Freelancing… What a joy, what a pain! I’ve found that the biggest drawback to doing freelance work is the lack of recourse when a client doesn’t pay. Sometimes as a freelancer you take jobs that bigger firms wouldn’t take just to pay the bills. These jobs tend to be smaller and less profitable, but you take them nonetheless. That’s where the problems begin.
There are many things I’d like to talk about in this post, but I’ll keep it on point this time. There is however one point I’d like to make first – underselling yourself. Obviously, your work must be commensurate with your rates, but if you’re not charging what you’re worth, it’s a problem. Many times designers will undersell themselves because they’re trying to get work. In the beginning you may have to every once in a while, but it shouldn’t last long. Everyone does what they have to do to get by, just make sure that you’re doing it right. I’ve read countless articles about this very topic. Here’s a good one to get you started. Price Freelance Projects
Now, back to the point. The best way to ensure better success is having a good contract or statement of work. However, this doesn’t mean that you’ll collect every cent a client owes you, but your chances are much better than without one. A good rule of thumb is to include a contract at the end of every proposal or bid you put together that states your payment schedule (50% upfront, 50% on delivery – another good rule of thumb). Doing this will allow the client to sign and return the proposal if accepted. If you can get their commitment on your proposal you’re half way to a successful project. Because if they commit, they’re doing it willingly, in the beginning, with your stipulations.
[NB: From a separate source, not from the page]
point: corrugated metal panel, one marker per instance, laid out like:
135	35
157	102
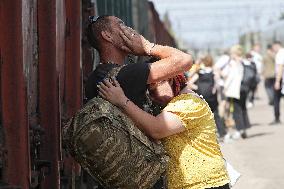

Another simple thing you can do is document everything. A lot of clients prefer the phone to do business, but make sure you restate briefly your conversation in an email so you can document each conversation and interaction. Thus saving you the headache of your word vs. their word. This can be annoying and time consuming, but you’ll be glad you did it when you need to refer back.
In sum, dot your i’s and cross your t’s. Keep good records, have a solid contract (a lawyer can come in handy here), and try to be smart. Most bad clients are easy to spot. They usually dodge direct questions, have excuses about making payments, constantly change project specs, and don’t communicate their position very well. Again, it’s just a guideline and you’ll have to look out for yourself. Just be confident, demand what you’re worth even though it may be tough to walk away from money, if it’s not worth it don’t do it.